Als sie zwischen den beiden hindurch auf den Flur trat, sah Lotte etwas, das sie nicht so recht glauben wollte. Das Schultertuch der Alten verrutschte, und gab kurz den Blick auf die Spitze eines Flügels frei, fein und durchscheinend wie der einer Libelle. Sie blickte zur Seite, suchte Elses Blick um herauszufinden, ob sie es auch gesehen hatte, doch nichts deutete darauf hin. Spielten ihre Augen ihr einen Streich? Da kam auch schon die Alte zurück, in der Hand die Kette, die sie Liselotte hinhielt.

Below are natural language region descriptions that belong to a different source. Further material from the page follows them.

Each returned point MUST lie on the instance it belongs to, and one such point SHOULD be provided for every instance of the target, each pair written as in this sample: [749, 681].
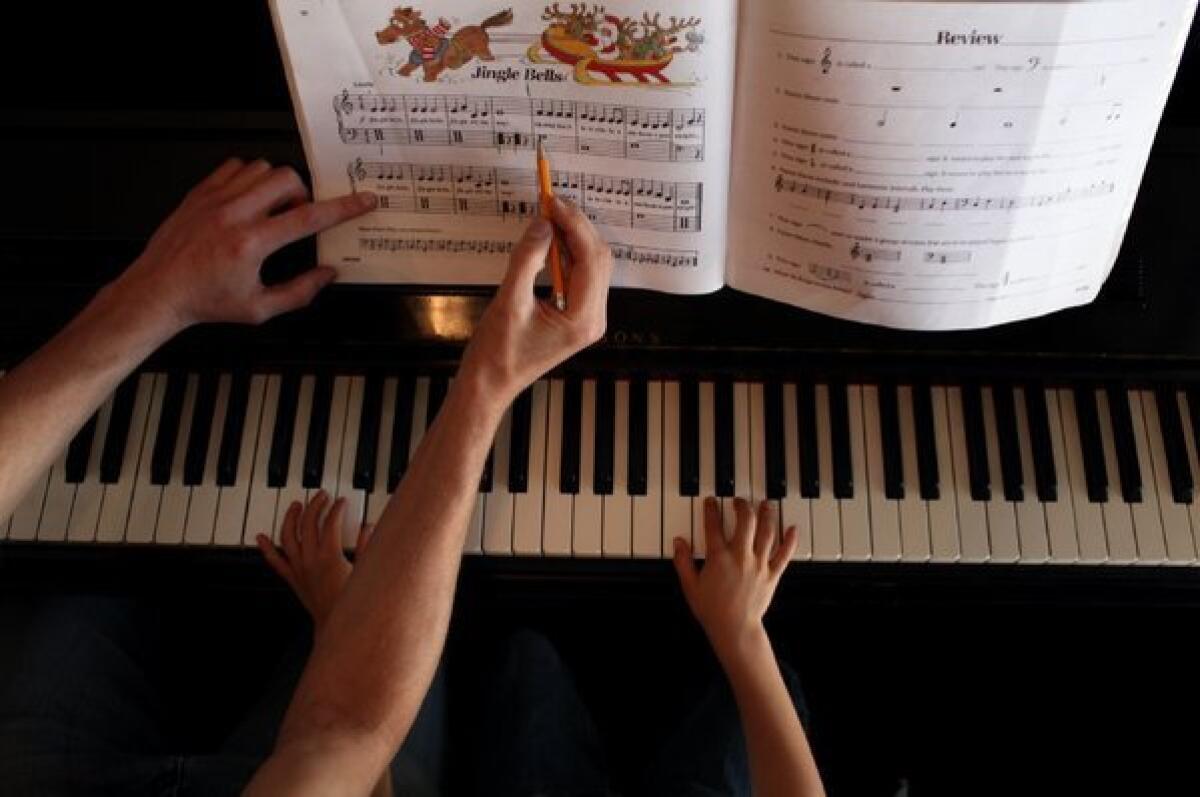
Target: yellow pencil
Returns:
[546, 193]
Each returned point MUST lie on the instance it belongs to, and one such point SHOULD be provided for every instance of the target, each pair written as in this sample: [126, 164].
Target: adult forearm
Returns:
[389, 625]
[780, 759]
[47, 399]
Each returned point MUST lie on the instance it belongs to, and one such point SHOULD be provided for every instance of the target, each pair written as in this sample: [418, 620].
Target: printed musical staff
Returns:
[485, 191]
[897, 204]
[517, 123]
[623, 253]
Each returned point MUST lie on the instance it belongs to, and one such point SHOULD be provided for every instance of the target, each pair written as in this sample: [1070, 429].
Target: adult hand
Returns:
[732, 592]
[204, 263]
[521, 337]
[311, 559]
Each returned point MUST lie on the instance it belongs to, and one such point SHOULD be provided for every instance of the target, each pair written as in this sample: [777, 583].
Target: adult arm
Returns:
[373, 660]
[203, 264]
[730, 597]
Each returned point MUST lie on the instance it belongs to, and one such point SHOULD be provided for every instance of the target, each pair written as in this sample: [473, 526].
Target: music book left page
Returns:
[437, 108]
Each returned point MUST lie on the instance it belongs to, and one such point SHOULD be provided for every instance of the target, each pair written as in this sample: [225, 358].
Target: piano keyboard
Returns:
[1003, 473]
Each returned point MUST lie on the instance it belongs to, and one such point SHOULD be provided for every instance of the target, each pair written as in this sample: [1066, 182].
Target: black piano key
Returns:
[1174, 445]
[1089, 418]
[569, 465]
[438, 387]
[167, 433]
[401, 431]
[892, 442]
[839, 437]
[977, 443]
[689, 438]
[202, 429]
[639, 437]
[366, 448]
[519, 442]
[807, 424]
[1128, 467]
[1045, 473]
[283, 432]
[113, 454]
[928, 472]
[79, 451]
[234, 430]
[723, 438]
[603, 450]
[485, 478]
[774, 443]
[318, 432]
[1011, 474]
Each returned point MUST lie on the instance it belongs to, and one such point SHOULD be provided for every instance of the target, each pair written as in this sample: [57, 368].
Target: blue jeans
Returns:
[543, 742]
[84, 713]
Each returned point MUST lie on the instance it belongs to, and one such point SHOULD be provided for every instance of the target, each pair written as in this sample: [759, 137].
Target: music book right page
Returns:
[942, 165]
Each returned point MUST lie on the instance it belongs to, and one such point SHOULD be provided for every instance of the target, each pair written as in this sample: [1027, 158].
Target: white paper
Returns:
[943, 165]
[453, 159]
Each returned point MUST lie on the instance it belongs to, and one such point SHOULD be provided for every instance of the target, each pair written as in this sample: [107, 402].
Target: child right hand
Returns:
[732, 592]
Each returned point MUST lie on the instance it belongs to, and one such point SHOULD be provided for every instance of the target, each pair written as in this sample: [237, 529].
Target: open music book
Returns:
[915, 165]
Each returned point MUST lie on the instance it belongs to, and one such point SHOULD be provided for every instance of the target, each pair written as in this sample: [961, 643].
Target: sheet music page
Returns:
[942, 166]
[437, 107]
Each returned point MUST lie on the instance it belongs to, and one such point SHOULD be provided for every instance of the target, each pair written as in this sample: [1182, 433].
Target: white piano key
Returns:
[1189, 441]
[293, 490]
[234, 499]
[945, 538]
[827, 533]
[147, 495]
[1147, 515]
[378, 498]
[202, 508]
[647, 510]
[1001, 514]
[114, 510]
[795, 509]
[915, 539]
[59, 499]
[527, 507]
[972, 514]
[559, 507]
[885, 516]
[856, 513]
[1031, 514]
[741, 453]
[263, 498]
[677, 509]
[757, 437]
[707, 466]
[90, 492]
[1061, 514]
[498, 503]
[586, 539]
[355, 499]
[175, 495]
[618, 508]
[1117, 514]
[1089, 516]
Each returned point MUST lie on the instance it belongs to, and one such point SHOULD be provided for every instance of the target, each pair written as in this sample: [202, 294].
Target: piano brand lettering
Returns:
[973, 39]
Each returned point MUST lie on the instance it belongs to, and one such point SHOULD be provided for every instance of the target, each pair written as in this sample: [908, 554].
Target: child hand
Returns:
[732, 592]
[312, 561]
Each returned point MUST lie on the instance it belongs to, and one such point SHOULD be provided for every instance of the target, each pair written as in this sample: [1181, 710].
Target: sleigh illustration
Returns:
[612, 51]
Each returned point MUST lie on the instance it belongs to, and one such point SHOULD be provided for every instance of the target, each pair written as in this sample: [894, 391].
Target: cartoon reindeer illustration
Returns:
[432, 48]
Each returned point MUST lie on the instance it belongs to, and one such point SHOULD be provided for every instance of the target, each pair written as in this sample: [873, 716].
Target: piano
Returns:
[1050, 460]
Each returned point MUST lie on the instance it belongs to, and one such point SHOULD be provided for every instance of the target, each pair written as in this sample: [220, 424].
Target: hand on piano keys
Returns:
[310, 557]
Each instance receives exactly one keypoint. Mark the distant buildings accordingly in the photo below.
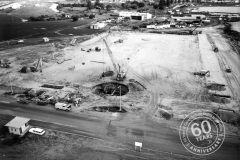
(105, 1)
(135, 15)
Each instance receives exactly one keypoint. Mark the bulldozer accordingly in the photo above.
(39, 64)
(202, 73)
(4, 63)
(121, 75)
(26, 69)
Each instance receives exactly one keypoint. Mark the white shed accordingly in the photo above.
(18, 126)
(45, 39)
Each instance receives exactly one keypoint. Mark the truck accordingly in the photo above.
(63, 106)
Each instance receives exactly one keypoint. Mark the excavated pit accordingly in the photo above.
(111, 88)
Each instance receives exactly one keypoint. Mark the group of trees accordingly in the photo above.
(133, 5)
(43, 18)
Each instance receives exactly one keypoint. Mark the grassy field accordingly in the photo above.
(16, 30)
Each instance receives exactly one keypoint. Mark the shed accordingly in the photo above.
(18, 126)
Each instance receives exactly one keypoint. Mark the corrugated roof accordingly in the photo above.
(17, 122)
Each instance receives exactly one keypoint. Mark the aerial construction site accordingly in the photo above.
(125, 76)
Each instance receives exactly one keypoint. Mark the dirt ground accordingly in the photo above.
(163, 63)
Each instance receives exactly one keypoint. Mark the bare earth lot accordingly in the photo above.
(163, 63)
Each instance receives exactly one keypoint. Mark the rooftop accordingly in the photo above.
(17, 122)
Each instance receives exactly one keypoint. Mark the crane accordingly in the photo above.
(121, 75)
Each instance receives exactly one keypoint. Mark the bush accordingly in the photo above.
(74, 18)
(92, 16)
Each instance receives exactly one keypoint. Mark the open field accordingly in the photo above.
(32, 29)
(221, 9)
(236, 26)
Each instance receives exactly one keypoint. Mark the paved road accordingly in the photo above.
(154, 136)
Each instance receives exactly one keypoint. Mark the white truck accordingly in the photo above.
(63, 106)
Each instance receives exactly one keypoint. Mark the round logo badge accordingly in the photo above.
(202, 132)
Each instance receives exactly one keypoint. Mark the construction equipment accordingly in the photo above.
(119, 41)
(4, 63)
(202, 73)
(97, 49)
(193, 32)
(39, 63)
(121, 75)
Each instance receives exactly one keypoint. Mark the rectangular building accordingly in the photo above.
(135, 15)
(18, 126)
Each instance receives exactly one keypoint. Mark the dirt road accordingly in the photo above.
(158, 137)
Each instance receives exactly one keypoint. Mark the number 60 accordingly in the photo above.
(197, 131)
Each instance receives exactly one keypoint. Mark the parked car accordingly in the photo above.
(38, 131)
(63, 106)
(21, 41)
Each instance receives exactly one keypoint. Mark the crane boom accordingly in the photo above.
(111, 55)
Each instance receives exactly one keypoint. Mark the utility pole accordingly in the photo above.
(10, 83)
(120, 99)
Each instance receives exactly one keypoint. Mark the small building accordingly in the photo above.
(45, 39)
(151, 26)
(98, 25)
(18, 126)
(135, 15)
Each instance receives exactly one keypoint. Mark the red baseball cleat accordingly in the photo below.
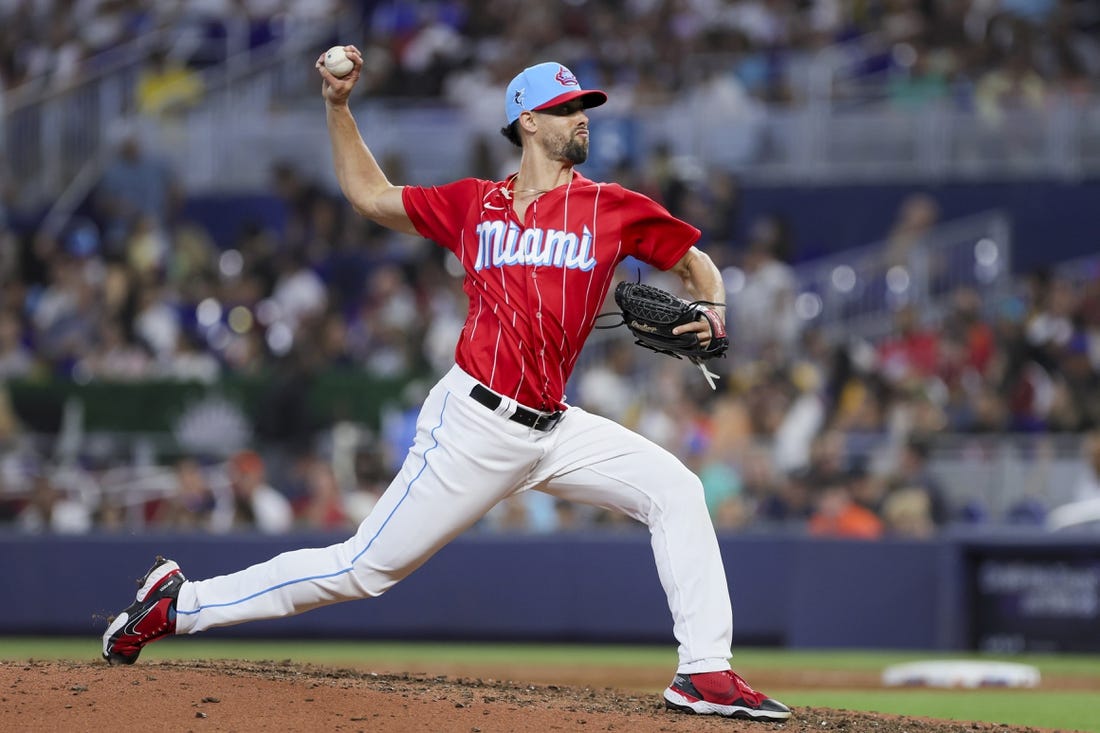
(722, 693)
(147, 619)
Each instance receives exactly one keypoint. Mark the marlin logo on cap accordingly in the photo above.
(565, 78)
(543, 86)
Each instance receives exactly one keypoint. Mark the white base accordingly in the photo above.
(958, 673)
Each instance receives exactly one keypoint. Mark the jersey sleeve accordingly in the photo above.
(651, 233)
(439, 212)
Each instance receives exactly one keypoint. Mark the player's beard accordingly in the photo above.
(572, 150)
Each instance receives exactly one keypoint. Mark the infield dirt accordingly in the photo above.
(270, 697)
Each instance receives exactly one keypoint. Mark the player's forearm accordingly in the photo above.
(701, 277)
(360, 176)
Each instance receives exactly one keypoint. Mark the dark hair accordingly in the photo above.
(512, 132)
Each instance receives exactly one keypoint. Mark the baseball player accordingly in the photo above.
(539, 251)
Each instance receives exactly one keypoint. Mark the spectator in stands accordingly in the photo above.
(52, 510)
(792, 503)
(837, 514)
(912, 473)
(906, 512)
(763, 308)
(166, 86)
(135, 187)
(1088, 483)
(1004, 96)
(323, 506)
(17, 360)
(114, 358)
(256, 505)
(911, 353)
(195, 502)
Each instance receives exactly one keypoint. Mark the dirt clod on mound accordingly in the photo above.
(265, 697)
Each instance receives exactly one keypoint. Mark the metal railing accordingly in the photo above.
(256, 108)
(857, 292)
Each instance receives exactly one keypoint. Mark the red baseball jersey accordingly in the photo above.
(536, 286)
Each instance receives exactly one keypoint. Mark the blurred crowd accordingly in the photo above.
(828, 435)
(982, 52)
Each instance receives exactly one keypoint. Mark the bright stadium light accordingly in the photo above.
(734, 279)
(208, 313)
(279, 339)
(240, 319)
(231, 263)
(898, 280)
(986, 252)
(844, 279)
(807, 306)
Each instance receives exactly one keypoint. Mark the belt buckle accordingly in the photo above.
(548, 422)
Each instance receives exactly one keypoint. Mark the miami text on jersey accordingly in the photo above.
(503, 243)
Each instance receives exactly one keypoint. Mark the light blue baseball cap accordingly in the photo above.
(545, 85)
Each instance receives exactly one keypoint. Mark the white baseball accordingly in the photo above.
(337, 62)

„Ich will so nicht sein, du fürchtest den Zorn deiner Mutter zu recht, das spüre ich. Doch gib in Zukunft auf deinen Besitz mehr acht, und schätze den Wert der Dinge, die du hast.“ Dankbar schloss Lotte die Finger um die Kette, doch als sie den Mund aufmachte um etwas zu sagen, winkte die Alte ab. Damit ging diese zurück in ihr Zimmerlein, setzte sich wieder in den Schaukelstuhl und schloss die Augen.

Lotte und Else sahen zu, dass sie nach Hause kamen.